その考えが甘かったと、翌日二日酔いの頭を抱えて直江は思うのだった。
「へぇ〜。そういう経緯があったんだ」
「そうそう。もう、義明さんったらめちゃめちゃカッコよかったんだから〜。うちのお父さん相手に土下座までしちゃってね。『高耶さんをわたしにください』って!!あんなん、ドラマの中だけのセリフだと思ってたよ」
「うわ〜。義明兄ちゃんってば、どーしてそういうオイシイところをあたしが居ないときにやらかすかな〜?」
三月の半ば。
無事に高校に合格した美弥とあきらはクリスマス振りに対面を果たした。
東京へ引っ越す高耶にくっついてきたのだ。
某デパートでこれからの彼らの生活用品を揃えるための買い物に来ている。
美弥とあきらの勢いに押され、高耶と直江は早々にリタイアし、同じ敷地内にあるカフェスペースで休んでいた。
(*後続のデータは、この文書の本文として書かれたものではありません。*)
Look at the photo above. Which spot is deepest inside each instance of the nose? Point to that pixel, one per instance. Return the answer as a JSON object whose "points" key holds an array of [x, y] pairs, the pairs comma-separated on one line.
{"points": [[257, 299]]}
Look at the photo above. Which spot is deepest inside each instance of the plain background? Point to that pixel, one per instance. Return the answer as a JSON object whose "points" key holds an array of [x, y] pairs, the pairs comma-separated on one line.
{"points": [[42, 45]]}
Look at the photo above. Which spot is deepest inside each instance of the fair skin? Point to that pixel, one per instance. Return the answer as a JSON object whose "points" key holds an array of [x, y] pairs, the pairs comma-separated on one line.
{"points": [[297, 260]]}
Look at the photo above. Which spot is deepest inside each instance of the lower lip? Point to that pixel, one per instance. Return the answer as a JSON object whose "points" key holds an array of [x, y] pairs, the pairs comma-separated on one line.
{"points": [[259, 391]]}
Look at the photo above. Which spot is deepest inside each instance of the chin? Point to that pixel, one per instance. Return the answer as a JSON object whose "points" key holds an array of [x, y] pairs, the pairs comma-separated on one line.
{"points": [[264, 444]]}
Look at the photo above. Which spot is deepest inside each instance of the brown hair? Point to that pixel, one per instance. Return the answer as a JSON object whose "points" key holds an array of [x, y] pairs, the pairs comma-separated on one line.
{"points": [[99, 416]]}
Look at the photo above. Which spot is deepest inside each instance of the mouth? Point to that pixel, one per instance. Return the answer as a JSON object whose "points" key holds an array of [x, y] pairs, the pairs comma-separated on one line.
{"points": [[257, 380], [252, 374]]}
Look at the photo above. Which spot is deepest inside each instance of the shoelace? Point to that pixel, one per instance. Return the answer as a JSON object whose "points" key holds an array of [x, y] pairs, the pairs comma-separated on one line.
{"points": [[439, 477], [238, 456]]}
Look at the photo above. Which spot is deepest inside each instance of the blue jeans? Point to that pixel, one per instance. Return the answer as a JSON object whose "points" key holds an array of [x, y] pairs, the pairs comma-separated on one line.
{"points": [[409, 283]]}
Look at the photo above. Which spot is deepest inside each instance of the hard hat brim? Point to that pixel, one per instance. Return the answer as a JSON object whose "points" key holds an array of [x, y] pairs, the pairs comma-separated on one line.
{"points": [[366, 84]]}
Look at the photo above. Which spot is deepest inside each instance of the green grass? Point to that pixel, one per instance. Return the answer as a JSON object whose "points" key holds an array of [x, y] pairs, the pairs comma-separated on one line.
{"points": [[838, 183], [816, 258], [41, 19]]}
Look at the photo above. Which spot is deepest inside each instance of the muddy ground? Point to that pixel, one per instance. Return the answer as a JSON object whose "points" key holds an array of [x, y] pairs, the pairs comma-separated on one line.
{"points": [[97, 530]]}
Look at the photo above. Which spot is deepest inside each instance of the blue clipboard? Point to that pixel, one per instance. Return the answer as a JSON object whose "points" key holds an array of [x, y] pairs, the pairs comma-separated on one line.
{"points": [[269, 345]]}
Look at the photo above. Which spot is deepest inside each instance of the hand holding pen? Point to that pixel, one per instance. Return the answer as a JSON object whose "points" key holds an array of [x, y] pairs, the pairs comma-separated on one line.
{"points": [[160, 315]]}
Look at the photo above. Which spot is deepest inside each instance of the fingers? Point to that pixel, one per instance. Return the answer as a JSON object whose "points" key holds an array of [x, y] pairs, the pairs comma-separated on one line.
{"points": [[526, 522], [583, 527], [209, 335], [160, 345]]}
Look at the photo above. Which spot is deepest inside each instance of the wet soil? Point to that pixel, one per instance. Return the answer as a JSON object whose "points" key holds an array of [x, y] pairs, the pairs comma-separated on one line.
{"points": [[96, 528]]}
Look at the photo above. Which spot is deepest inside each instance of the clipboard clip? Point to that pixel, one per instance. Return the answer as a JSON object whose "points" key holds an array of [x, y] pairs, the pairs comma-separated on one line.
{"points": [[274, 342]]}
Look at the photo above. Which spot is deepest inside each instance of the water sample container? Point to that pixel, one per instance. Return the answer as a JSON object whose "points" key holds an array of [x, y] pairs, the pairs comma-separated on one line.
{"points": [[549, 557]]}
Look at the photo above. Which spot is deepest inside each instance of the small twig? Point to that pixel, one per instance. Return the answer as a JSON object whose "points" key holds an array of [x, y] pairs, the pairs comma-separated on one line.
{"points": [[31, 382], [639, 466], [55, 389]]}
直江からお金を預かり、必要なものをあーでもないこーでもないと吟味しながら購入していく。
「お兄ちゃんまでお父さんに土下座しちゃってね。廊下でそんな光景見てたら、あたし、胸がきゅーってなっちゃったよ。あそこまでお互いを思えるのっていいよね。憧れちゃうなぁ」
「美弥ちゃんのお父さん、ちょっとかわいそうだね。泣いてなかった?」
「お兄ちゃんの前ではね。一人のときにこっそりお母さんの写真見ながらブツブツ言ってた」
「わかる、わかる。うちのお父さんもあたしがお嫁に行くって言ったらそーなりそう」
「あ、それアリだね。あきらちゃんのお父さん、すっごいあきらちゃんのこと可愛がってるもんねぇ」
「美弥ちゃんもお嫁に行くとき大変だよ〜」
「お兄ちゃんは直江さんにあげちゃったから、あたしがお婿さんもらってお父さんの面倒みてあげなくちゃいけないしね」
「え、美弥ちゃんってば婿養子派なの?」
「マスオさんしてもらうってのもいいけどね。ほら、サザエさん家みたいにさ」
「いいね、それ。ところで、例の先輩とはどーなったの?」
「その話は後でね。あきらちゃんこそどーなのよぅ。卒業式に告られたって話♪」
「それも後でね。まずは義明兄ちゃんたちに祝同棲のお祝い選んであげなくちゃね」
「やっぱゴージャスな大人の男ってことで、バスローブでしょ〜。これなら脱がせる手間省けるし」
「やだー。美弥ちゃんってばエッチ」
「そんなこと言ったって、あきらちゃんだって同じこと考えてたんでしょ」
「あはは。バレたか」
「どの色にする?」
美弥たちが目をつけているバスローブには白、水色、クリーム色、ピンクの四色がある。
「義明兄ちゃんは絶対に白でしょ?美弥ちゃんのお兄さんは・・・男の人だからピンクはまずいかな」
「大丈夫、カワイイカワイイ。じゃ、白とピンクにしようか」
高耶が聞いたら赤面しながら怒るだろう内容の会話を実に楽しそうに繰り広げながら、店員に頼んでバスローブをラッピングしてもらう。
部屋に戻った高耶たちが美弥とあきらの選んだ「いかにも新婚さん家庭の生活用品」を見て激怒するのはこれから数時間後の話。
彼女たちが選んだお揃いの茶碗や湯のみ、コーヒーカップに自らの妄想が重なってしまったためである。
これまでもこれからも、すったもんだを繰り返しながら彼らは幸せになっていく。
幸せになるために彼らは出会ったのだから。